Published Web Location

https://www.nature.com/articles/s41380-019-0496-z
No data is associated with this publication.
Abstract

Post-traumatic stress disorder (PTSD) impacts many veterans and active duty soldiers, but diagnosis can be problematic due to biases in self-disclosure of symptoms, stigma within military populations, and limitations identifying those at risk. Prior studies suggest that PTSD may be a systemic illness, affecting not just the brain, but the entire body. Therefore, disease signals likely span multiple biological domains, including genes, proteins, cells, tissues, and organism-level physiological changes. Identification of these signals could aid in diagnostics, treatment decision-making, and risk evaluation. In the search for PTSD diagnostic biomarkers, we ascertained over one million molecular, cellular, physiological, and clinical features from three cohorts of male veterans.
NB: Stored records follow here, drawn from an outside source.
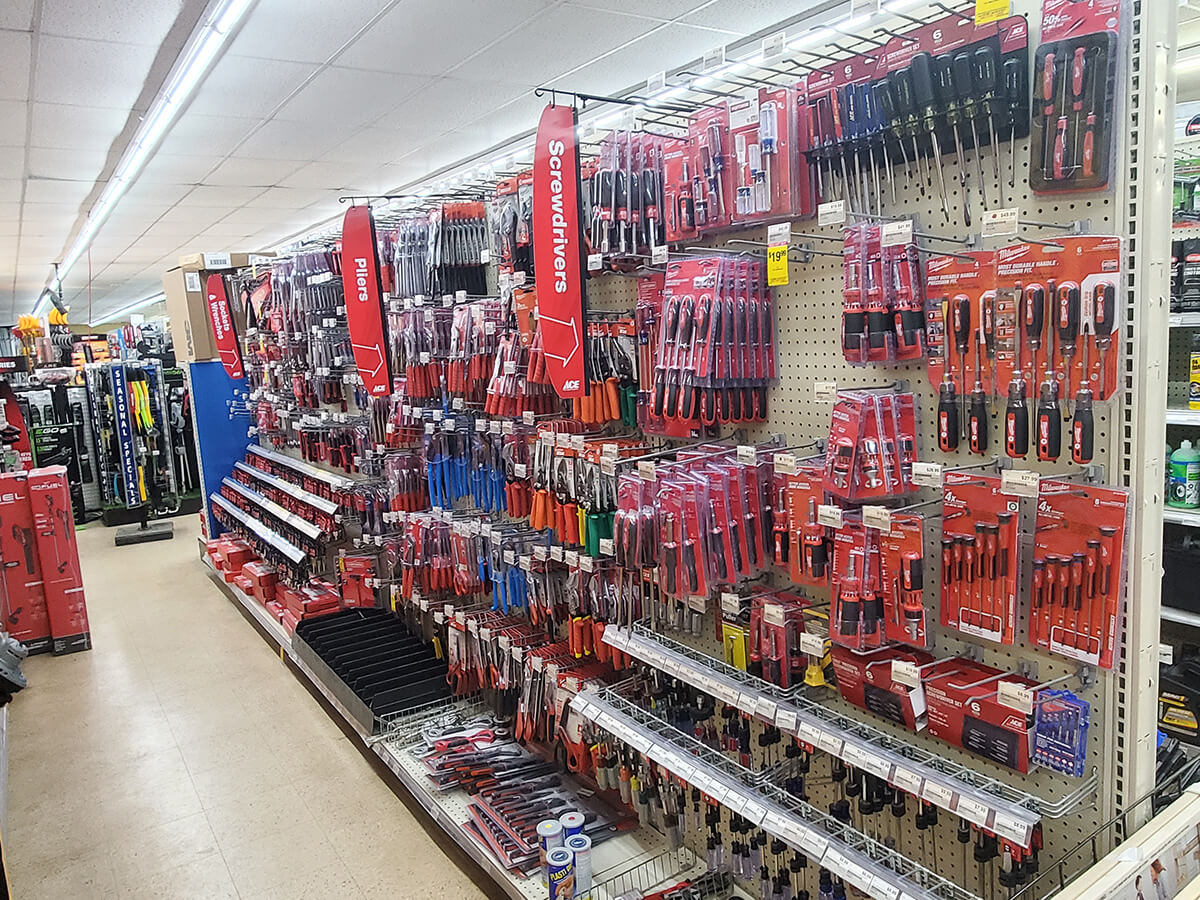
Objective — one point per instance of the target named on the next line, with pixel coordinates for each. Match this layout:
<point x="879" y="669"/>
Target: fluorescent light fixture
<point x="191" y="69"/>
<point x="133" y="307"/>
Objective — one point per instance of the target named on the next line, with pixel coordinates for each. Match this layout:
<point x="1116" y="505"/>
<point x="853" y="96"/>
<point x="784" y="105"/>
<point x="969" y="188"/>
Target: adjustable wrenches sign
<point x="558" y="250"/>
<point x="364" y="300"/>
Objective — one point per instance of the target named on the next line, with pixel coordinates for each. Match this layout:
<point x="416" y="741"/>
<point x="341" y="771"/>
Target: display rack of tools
<point x="910" y="197"/>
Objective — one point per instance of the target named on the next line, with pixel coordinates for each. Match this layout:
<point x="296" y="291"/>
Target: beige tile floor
<point x="181" y="759"/>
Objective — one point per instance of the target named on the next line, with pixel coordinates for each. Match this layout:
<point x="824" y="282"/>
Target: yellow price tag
<point x="777" y="265"/>
<point x="991" y="11"/>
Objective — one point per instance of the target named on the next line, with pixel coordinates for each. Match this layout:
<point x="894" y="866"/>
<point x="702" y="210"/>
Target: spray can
<point x="1185" y="483"/>
<point x="561" y="868"/>
<point x="573" y="823"/>
<point x="550" y="837"/>
<point x="581" y="846"/>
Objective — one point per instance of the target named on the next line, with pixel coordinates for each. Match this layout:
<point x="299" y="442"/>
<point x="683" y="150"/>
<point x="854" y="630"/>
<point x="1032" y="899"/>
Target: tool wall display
<point x="809" y="583"/>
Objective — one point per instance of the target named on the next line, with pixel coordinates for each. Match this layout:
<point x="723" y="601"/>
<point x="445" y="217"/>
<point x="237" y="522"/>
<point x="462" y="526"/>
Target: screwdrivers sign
<point x="223" y="335"/>
<point x="364" y="300"/>
<point x="558" y="250"/>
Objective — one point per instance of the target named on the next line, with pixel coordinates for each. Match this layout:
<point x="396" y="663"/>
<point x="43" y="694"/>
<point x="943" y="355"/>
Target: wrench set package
<point x="1074" y="95"/>
<point x="1079" y="558"/>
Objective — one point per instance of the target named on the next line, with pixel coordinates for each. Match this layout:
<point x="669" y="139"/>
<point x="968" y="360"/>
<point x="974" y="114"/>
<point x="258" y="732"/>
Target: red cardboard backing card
<point x="1079" y="570"/>
<point x="54" y="533"/>
<point x="24" y="609"/>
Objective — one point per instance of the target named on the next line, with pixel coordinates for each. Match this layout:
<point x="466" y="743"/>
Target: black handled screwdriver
<point x="949" y="95"/>
<point x="923" y="95"/>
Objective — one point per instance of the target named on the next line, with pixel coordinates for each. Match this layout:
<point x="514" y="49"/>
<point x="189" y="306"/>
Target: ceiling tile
<point x="16" y="58"/>
<point x="13" y="120"/>
<point x="564" y="39"/>
<point x="223" y="197"/>
<point x="303" y="30"/>
<point x="173" y="168"/>
<point x="280" y="139"/>
<point x="414" y="36"/>
<point x="76" y="127"/>
<point x="265" y="173"/>
<point x="142" y="22"/>
<point x="342" y="99"/>
<point x="664" y="49"/>
<point x="48" y="190"/>
<point x="106" y="75"/>
<point x="225" y="91"/>
<point x="195" y="135"/>
<point x="17" y="15"/>
<point x="54" y="162"/>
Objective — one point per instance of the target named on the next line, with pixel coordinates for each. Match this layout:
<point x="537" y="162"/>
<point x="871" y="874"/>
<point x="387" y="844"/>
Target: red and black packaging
<point x="54" y="534"/>
<point x="1078" y="570"/>
<point x="979" y="557"/>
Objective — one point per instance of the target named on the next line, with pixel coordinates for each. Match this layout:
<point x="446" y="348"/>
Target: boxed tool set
<point x="780" y="520"/>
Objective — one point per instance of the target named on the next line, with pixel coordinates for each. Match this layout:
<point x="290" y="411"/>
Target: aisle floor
<point x="180" y="757"/>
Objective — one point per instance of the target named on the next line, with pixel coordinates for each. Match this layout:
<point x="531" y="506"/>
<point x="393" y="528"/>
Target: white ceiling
<point x="310" y="100"/>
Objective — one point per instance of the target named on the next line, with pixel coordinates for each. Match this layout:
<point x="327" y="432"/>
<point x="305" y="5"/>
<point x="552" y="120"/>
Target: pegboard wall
<point x="808" y="346"/>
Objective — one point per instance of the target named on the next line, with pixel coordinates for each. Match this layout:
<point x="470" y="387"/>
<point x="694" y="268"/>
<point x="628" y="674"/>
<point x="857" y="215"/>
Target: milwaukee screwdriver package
<point x="1078" y="570"/>
<point x="981" y="557"/>
<point x="1074" y="96"/>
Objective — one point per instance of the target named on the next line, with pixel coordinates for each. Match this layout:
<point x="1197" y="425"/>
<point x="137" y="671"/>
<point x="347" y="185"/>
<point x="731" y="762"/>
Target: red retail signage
<point x="558" y="250"/>
<point x="222" y="327"/>
<point x="364" y="300"/>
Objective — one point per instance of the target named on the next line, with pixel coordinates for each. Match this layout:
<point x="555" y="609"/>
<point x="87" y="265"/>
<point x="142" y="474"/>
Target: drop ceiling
<point x="309" y="101"/>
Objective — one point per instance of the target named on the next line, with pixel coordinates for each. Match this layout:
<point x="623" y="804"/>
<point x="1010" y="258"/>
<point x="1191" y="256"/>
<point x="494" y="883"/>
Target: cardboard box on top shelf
<point x="187" y="304"/>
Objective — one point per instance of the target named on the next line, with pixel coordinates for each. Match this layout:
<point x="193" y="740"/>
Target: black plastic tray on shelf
<point x="371" y="664"/>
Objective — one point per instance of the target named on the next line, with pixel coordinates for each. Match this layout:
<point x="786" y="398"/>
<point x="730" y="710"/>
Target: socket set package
<point x="1074" y="94"/>
<point x="1079" y="550"/>
<point x="981" y="557"/>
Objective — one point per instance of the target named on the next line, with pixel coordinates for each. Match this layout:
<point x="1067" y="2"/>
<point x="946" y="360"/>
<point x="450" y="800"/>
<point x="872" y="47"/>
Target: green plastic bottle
<point x="1185" y="486"/>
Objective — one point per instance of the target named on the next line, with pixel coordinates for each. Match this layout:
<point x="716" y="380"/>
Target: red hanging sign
<point x="558" y="250"/>
<point x="364" y="300"/>
<point x="222" y="327"/>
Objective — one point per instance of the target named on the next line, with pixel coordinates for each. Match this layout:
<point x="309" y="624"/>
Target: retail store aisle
<point x="181" y="759"/>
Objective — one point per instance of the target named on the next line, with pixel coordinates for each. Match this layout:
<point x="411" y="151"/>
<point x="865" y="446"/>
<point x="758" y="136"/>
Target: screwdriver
<point x="983" y="72"/>
<point x="960" y="318"/>
<point x="967" y="90"/>
<point x="951" y="93"/>
<point x="891" y="120"/>
<point x="1014" y="101"/>
<point x="909" y="119"/>
<point x="923" y="94"/>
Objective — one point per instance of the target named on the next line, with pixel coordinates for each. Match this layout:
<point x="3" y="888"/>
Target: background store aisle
<point x="181" y="759"/>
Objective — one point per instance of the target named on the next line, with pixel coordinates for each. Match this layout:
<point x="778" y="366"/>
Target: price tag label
<point x="811" y="645"/>
<point x="1015" y="696"/>
<point x="825" y="391"/>
<point x="905" y="672"/>
<point x="777" y="265"/>
<point x="972" y="810"/>
<point x="833" y="213"/>
<point x="991" y="11"/>
<point x="927" y="474"/>
<point x="996" y="222"/>
<point x="894" y="234"/>
<point x="829" y="515"/>
<point x="1019" y="483"/>
<point x="906" y="780"/>
<point x="879" y="517"/>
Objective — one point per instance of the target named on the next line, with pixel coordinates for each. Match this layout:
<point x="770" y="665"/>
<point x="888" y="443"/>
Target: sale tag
<point x="777" y="265"/>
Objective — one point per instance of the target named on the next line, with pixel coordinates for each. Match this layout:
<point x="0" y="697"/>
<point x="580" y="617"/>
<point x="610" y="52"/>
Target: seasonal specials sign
<point x="558" y="250"/>
<point x="364" y="300"/>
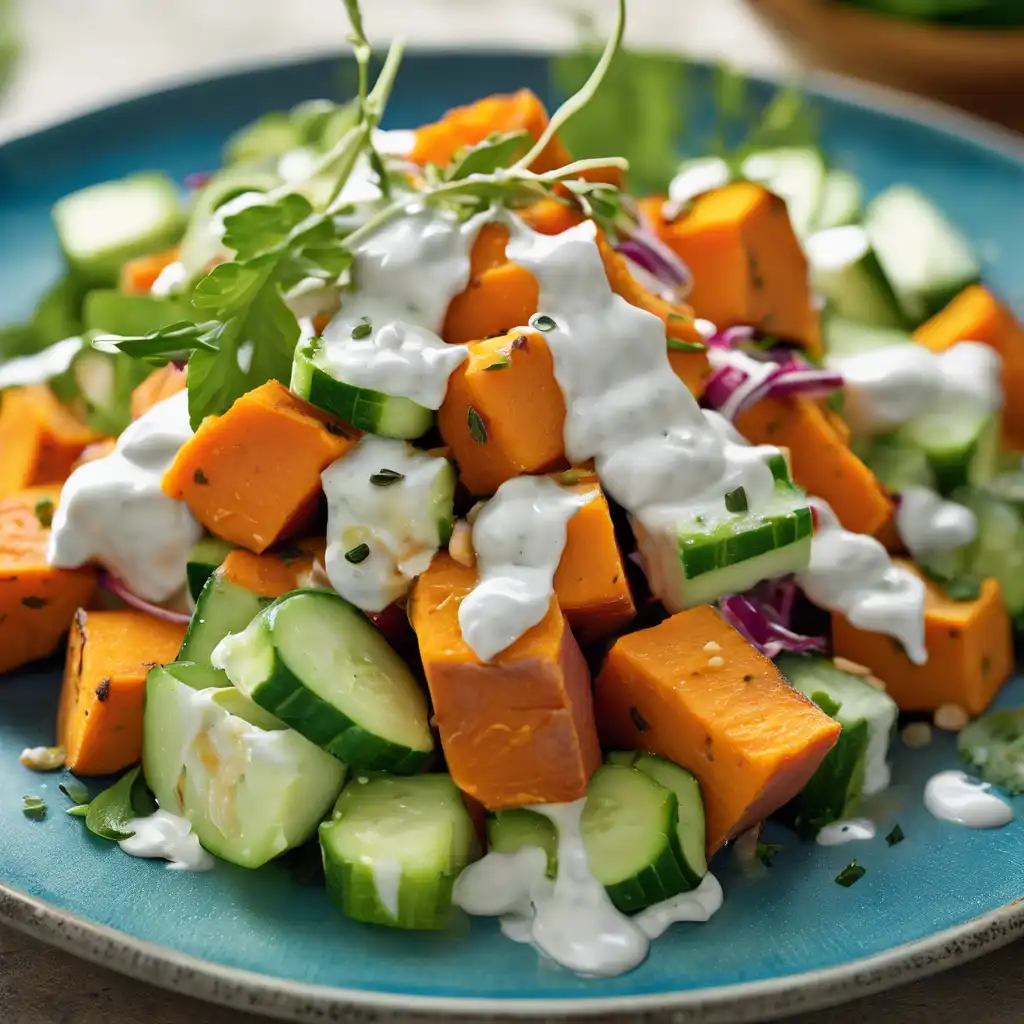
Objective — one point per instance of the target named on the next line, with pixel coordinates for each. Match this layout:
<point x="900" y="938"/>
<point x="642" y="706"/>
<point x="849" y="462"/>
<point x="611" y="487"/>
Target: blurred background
<point x="59" y="56"/>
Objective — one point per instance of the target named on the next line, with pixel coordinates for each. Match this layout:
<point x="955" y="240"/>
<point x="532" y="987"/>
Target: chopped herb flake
<point x="477" y="428"/>
<point x="44" y="512"/>
<point x="357" y="554"/>
<point x="385" y="477"/>
<point x="735" y="501"/>
<point x="363" y="330"/>
<point x="850" y="875"/>
<point x="34" y="807"/>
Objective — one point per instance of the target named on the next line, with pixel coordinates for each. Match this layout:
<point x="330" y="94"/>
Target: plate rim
<point x="750" y="1000"/>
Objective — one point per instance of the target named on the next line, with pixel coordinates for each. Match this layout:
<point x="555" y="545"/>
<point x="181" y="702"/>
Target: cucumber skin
<point x="363" y="408"/>
<point x="287" y="697"/>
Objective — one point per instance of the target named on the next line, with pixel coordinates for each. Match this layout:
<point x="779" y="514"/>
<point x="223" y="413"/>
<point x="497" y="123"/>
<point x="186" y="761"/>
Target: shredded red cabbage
<point x="765" y="623"/>
<point x="115" y="586"/>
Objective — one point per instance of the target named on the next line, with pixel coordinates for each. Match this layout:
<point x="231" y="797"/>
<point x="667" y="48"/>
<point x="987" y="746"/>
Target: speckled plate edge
<point x="747" y="1001"/>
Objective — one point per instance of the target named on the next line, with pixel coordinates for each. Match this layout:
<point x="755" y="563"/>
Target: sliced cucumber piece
<point x="961" y="448"/>
<point x="221" y="607"/>
<point x="371" y="411"/>
<point x="116" y="312"/>
<point x="846" y="337"/>
<point x="394" y="847"/>
<point x="717" y="552"/>
<point x="856" y="766"/>
<point x="320" y="665"/>
<point x="512" y="829"/>
<point x="926" y="258"/>
<point x="629" y="827"/>
<point x="103" y="226"/>
<point x="796" y="174"/>
<point x="250" y="787"/>
<point x="846" y="271"/>
<point x="205" y="557"/>
<point x="842" y="201"/>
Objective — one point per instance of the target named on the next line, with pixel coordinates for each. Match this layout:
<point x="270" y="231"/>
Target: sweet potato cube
<point x="99" y="717"/>
<point x="821" y="460"/>
<point x="693" y="690"/>
<point x="976" y="314"/>
<point x="748" y="264"/>
<point x="39" y="439"/>
<point x="518" y="730"/>
<point x="970" y="651"/>
<point x="252" y="476"/>
<point x="37" y="601"/>
<point x="504" y="422"/>
<point x="590" y="583"/>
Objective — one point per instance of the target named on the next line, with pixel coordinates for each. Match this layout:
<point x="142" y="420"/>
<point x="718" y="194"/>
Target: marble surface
<point x="82" y="53"/>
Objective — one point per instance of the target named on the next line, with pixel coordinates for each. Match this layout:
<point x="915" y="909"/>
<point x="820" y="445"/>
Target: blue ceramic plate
<point x="786" y="939"/>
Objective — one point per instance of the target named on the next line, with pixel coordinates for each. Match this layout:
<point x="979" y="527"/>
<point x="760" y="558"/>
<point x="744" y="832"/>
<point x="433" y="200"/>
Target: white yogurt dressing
<point x="571" y="920"/>
<point x="399" y="522"/>
<point x="950" y="796"/>
<point x="887" y="387"/>
<point x="40" y="368"/>
<point x="928" y="523"/>
<point x="852" y="573"/>
<point x="170" y="838"/>
<point x="519" y="538"/>
<point x="113" y="510"/>
<point x="851" y="830"/>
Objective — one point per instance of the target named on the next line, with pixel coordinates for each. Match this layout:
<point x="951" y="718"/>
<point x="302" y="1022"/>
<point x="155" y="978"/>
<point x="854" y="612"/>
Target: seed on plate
<point x="916" y="734"/>
<point x="950" y="717"/>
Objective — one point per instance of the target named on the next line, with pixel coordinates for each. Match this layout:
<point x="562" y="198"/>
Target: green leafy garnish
<point x="850" y="875"/>
<point x="112" y="811"/>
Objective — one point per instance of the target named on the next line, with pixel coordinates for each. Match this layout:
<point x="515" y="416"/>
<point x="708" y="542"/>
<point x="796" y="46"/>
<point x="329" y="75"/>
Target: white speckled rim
<point x="735" y="1004"/>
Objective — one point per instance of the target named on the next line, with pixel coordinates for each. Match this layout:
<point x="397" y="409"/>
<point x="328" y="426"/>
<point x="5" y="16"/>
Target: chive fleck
<point x="638" y="720"/>
<point x="44" y="512"/>
<point x="385" y="477"/>
<point x="850" y="875"/>
<point x="735" y="501"/>
<point x="477" y="428"/>
<point x="357" y="554"/>
<point x="34" y="807"/>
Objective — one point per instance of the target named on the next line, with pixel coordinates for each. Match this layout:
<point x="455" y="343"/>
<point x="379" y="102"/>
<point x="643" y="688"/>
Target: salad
<point x="515" y="541"/>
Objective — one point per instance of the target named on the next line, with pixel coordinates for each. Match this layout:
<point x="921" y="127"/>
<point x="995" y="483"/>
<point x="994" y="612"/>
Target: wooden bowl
<point x="979" y="70"/>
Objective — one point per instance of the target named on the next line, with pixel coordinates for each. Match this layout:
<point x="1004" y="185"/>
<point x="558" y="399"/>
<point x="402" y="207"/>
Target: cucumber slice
<point x="101" y="227"/>
<point x="796" y="174"/>
<point x="363" y="408"/>
<point x="512" y="829"/>
<point x="204" y="559"/>
<point x="393" y="849"/>
<point x="846" y="337"/>
<point x="925" y="257"/>
<point x="846" y="271"/>
<point x="113" y="311"/>
<point x="250" y="787"/>
<point x="961" y="448"/>
<point x="629" y="828"/>
<point x="221" y="607"/>
<point x="717" y="552"/>
<point x="841" y="202"/>
<point x="320" y="665"/>
<point x="856" y="766"/>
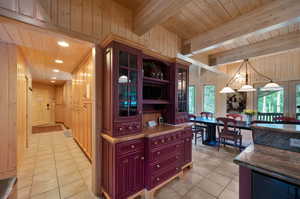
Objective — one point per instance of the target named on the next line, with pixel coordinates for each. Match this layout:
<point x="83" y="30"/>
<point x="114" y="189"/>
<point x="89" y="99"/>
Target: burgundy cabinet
<point x="123" y="168"/>
<point x="180" y="75"/>
<point x="122" y="90"/>
<point x="164" y="157"/>
<point x="187" y="146"/>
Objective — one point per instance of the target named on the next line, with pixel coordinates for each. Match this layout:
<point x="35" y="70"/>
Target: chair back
<point x="235" y="116"/>
<point x="207" y="115"/>
<point x="285" y="119"/>
<point x="226" y="122"/>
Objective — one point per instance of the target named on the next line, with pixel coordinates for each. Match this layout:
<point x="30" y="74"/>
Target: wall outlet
<point x="295" y="142"/>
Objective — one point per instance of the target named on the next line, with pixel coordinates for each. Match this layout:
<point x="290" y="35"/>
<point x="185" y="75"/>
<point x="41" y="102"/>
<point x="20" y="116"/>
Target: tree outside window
<point x="270" y="101"/>
<point x="192" y="98"/>
<point x="209" y="98"/>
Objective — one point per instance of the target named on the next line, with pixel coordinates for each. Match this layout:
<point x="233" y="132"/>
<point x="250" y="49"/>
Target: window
<point x="270" y="101"/>
<point x="298" y="101"/>
<point x="209" y="98"/>
<point x="192" y="97"/>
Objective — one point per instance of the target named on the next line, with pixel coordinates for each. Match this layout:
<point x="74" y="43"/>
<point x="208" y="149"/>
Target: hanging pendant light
<point x="271" y="86"/>
<point x="226" y="90"/>
<point x="247" y="87"/>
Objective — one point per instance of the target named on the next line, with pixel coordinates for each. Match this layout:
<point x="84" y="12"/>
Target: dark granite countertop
<point x="274" y="162"/>
<point x="6" y="186"/>
<point x="286" y="128"/>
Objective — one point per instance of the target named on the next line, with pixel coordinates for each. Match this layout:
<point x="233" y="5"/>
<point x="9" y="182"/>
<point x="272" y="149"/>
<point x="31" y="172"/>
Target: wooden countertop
<point x="280" y="128"/>
<point x="274" y="162"/>
<point x="149" y="132"/>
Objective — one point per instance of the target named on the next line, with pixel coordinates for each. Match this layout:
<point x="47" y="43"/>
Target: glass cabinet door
<point x="181" y="90"/>
<point x="128" y="84"/>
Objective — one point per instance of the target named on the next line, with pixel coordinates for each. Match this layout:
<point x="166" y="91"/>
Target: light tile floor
<point x="55" y="168"/>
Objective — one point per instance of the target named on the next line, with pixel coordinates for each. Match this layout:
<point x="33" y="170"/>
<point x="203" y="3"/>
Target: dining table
<point x="211" y="128"/>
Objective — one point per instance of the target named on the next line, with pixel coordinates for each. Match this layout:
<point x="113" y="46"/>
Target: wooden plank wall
<point x="94" y="19"/>
<point x="23" y="108"/>
<point x="8" y="107"/>
<point x="75" y="103"/>
<point x="43" y="94"/>
<point x="281" y="67"/>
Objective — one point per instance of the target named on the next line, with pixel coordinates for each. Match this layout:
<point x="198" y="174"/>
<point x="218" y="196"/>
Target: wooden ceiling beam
<point x="274" y="45"/>
<point x="154" y="12"/>
<point x="269" y="17"/>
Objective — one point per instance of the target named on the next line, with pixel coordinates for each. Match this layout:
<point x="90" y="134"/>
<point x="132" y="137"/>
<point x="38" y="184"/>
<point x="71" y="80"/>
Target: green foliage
<point x="209" y="98"/>
<point x="270" y="101"/>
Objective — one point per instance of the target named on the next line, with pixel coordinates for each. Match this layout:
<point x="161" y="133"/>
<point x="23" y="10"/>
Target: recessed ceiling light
<point x="63" y="44"/>
<point x="58" y="61"/>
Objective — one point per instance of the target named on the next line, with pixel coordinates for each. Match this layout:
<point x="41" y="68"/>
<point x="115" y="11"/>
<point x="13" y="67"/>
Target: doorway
<point x="55" y="87"/>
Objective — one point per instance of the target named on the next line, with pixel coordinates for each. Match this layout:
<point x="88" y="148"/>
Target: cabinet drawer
<point x="159" y="154"/>
<point x="128" y="147"/>
<point x="126" y="128"/>
<point x="163" y="140"/>
<point x="163" y="176"/>
<point x="172" y="161"/>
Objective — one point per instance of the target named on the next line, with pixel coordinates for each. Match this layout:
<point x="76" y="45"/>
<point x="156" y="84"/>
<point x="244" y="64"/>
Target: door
<point x="128" y="83"/>
<point x="130" y="175"/>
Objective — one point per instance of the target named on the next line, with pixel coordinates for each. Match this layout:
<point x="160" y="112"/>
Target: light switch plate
<point x="295" y="142"/>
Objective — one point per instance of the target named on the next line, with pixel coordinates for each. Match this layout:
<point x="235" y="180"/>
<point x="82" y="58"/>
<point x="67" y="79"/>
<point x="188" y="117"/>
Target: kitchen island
<point x="270" y="168"/>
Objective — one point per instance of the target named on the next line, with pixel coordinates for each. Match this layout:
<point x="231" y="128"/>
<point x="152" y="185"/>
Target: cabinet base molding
<point x="83" y="150"/>
<point x="149" y="194"/>
<point x="140" y="193"/>
<point x="187" y="166"/>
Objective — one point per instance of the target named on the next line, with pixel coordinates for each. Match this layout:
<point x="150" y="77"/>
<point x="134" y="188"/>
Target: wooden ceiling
<point x="40" y="49"/>
<point x="210" y="28"/>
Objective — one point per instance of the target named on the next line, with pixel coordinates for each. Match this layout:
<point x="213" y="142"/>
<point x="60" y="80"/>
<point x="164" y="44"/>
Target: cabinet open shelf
<point x="155" y="80"/>
<point x="155" y="101"/>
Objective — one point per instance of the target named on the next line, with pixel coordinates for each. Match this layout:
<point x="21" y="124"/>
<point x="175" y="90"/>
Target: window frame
<point x="285" y="85"/>
<point x="195" y="106"/>
<point x="203" y="96"/>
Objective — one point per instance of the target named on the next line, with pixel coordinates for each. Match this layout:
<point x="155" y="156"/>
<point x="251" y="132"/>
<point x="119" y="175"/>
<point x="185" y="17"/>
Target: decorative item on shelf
<point x="249" y="115"/>
<point x="271" y="86"/>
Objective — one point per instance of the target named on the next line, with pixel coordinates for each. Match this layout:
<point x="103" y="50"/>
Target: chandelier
<point x="270" y="86"/>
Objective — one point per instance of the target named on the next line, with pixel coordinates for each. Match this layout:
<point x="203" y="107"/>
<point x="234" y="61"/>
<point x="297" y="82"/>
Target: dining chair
<point x="207" y="114"/>
<point x="235" y="116"/>
<point x="198" y="130"/>
<point x="227" y="131"/>
<point x="284" y="119"/>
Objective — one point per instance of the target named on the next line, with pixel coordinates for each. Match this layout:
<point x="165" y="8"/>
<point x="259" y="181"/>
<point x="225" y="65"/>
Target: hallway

In a discovery cohort of 83 warzone-related PTSD cases and 82 warzone-exposed controls, we identified a set of 343 candidate biomarkers. These candidate biomarkers were selected from an integrated approach using (1) data-driven methods, including Support Vector Machine with Recursive Feature Elimination and other standard or published methodologies, and (2) hypothesis-driven approaches, using previous genetic studies for polygenic risk, or other PTSD-related literature. After reassessment of ~30% of these participants, we refined this set of markers from 343 to 28, based on their performance and ability to track changes in phenotype over time. The final diagnostic panel of 28 features was validated in an independent cohort (26 cases, 26 controls) with good performance (AUC = 0.80, 81% accuracy, 85% sensitivity, and 77% specificity). The identification and validation of this diverse diagnostic panel represents a powerful and novel approach to improve accuracy and reduce bias in diagnosing combat-related PTSD.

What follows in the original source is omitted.